My silent cry became a wail as my Dad punched the table. I closed my eyes and prayed hard to stop the tears from falling but I just couldn't. It won't stop. What my Dad told me added to my grief. Atlas hurt me again. He's still not content with hurting me alone that he had to bring Dad into this.

How could he stomach bringing Trina inside my own house? Atlas stripped all of me. From the day I started loving him, I've lost everything. My love for myself, dignity, and even my self-respect vanished when I let him have mistresses. When I agreed to it even if I'm the wife, even if I had the rights. Atlas was so unfair.
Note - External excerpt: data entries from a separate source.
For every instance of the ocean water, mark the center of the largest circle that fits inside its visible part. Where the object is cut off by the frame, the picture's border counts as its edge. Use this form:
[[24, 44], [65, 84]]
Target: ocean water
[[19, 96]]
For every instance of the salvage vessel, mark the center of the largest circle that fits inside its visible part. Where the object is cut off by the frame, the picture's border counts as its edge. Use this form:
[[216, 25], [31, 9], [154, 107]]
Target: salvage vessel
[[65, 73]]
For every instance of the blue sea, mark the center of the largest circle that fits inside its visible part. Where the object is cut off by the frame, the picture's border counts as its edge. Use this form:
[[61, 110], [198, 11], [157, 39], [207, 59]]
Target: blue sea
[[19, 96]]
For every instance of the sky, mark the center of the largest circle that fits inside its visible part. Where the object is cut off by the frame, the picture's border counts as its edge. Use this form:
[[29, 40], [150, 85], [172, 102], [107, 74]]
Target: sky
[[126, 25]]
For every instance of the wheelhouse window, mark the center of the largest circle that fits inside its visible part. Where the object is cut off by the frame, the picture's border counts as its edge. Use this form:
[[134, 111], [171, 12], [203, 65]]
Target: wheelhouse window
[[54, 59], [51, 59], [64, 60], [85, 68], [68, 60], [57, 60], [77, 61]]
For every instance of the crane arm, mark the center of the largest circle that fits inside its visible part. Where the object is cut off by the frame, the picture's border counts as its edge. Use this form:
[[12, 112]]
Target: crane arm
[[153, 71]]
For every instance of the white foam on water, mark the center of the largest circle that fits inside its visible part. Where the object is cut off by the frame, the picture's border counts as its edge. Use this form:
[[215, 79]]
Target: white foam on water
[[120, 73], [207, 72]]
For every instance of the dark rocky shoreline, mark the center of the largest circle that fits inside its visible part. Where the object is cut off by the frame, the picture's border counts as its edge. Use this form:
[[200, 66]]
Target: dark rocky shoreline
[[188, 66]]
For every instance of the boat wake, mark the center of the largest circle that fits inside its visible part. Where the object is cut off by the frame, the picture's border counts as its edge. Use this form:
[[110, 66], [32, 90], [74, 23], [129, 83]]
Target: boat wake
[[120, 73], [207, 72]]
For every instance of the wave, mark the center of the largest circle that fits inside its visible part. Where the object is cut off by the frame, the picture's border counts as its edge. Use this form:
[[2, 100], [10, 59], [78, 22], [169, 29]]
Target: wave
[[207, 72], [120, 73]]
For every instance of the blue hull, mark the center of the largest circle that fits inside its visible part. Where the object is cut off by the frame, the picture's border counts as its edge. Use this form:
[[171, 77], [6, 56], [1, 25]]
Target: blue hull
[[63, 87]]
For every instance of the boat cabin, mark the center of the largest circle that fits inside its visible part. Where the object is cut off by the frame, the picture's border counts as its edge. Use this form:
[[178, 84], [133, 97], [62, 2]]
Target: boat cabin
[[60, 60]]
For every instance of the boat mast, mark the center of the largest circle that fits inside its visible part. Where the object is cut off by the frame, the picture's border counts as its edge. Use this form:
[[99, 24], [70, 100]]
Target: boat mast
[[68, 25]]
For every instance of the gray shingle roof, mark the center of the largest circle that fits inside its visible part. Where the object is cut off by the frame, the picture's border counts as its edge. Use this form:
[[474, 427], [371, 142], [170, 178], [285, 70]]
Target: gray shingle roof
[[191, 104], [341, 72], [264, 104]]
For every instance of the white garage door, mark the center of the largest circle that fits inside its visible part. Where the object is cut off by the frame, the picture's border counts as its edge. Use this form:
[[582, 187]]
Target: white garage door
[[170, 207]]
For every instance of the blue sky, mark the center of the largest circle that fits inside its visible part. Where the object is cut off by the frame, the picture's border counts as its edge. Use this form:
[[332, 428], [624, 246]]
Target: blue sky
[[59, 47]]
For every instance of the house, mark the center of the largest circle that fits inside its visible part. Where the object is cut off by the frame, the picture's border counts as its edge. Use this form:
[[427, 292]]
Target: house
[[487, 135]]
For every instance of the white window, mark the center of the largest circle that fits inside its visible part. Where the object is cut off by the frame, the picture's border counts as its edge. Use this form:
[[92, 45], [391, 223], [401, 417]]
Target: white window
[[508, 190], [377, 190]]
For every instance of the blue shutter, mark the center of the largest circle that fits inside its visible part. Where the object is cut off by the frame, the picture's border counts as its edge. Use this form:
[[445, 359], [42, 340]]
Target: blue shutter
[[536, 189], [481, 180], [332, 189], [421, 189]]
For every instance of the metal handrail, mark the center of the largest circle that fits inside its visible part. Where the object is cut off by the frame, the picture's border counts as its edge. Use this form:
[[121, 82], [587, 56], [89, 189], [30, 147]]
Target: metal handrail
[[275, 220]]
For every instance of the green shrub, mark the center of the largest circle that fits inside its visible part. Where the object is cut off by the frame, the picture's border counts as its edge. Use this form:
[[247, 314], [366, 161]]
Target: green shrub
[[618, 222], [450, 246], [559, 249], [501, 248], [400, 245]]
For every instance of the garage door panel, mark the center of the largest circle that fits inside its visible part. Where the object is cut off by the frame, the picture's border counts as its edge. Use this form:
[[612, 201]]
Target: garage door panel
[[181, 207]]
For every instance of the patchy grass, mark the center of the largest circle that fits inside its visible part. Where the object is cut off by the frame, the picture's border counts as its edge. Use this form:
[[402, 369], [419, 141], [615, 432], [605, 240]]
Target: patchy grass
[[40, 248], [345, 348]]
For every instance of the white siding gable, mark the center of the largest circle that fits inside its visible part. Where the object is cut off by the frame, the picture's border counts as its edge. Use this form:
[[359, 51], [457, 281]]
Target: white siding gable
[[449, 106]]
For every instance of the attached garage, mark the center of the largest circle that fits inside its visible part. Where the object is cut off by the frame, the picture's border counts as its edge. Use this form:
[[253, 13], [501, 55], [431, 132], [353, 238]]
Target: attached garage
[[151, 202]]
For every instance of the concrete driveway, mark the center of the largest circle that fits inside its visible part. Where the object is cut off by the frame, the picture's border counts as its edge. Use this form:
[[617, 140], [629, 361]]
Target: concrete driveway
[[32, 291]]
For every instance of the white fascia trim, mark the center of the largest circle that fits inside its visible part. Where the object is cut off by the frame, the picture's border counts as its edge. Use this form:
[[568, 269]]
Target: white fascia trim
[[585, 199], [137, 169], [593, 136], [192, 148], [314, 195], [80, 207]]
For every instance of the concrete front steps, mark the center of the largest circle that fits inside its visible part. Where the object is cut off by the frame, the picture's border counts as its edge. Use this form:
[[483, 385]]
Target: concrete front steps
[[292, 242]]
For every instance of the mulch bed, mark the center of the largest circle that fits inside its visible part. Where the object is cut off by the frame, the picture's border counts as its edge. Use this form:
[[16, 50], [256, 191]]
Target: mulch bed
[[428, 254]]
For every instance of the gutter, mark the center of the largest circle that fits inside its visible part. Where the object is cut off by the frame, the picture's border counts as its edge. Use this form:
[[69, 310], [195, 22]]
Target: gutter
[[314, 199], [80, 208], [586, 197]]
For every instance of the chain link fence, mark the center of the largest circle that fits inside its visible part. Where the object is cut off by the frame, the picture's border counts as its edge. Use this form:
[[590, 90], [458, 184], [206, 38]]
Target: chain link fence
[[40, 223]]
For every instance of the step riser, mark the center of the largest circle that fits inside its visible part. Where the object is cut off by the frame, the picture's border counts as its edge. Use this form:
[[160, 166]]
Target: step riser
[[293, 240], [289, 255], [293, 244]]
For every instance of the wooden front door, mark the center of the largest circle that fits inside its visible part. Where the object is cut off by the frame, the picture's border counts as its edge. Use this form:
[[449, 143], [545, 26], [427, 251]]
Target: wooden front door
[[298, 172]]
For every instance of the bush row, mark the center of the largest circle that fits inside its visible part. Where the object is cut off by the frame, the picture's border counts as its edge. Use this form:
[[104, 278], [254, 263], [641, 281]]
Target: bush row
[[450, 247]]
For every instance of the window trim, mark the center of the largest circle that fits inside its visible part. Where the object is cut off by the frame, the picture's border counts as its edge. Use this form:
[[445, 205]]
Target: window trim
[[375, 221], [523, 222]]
"I hate him for hurting you, Hija. Why did you do it to yourself?" I felt my Dad's hands holding me tight. He pulled me up and hugged me tightly. It was so tight that it seemed to tell me that no one should hurt me. "I will destroy him, Hija. I would never forgive the person who hurt my daughter," he whispered softly.

My Dad kissed the top of my head. He released me from the hug and looked at my face. My tears kept on falling but I can still see his concern stare at me. He wiped my tears, slowly and carefully. As Dad did that, my sight gradually became clearer and clearer. I can see tears coming from his eyes. I couldn't help but cry another batch of tears.

"I-I'm so-sorry, Daddy." I whined. My heart was crumbling as I saw tears and sadness in his eyes. I am a failure. I failed my Dad's expectation towards me.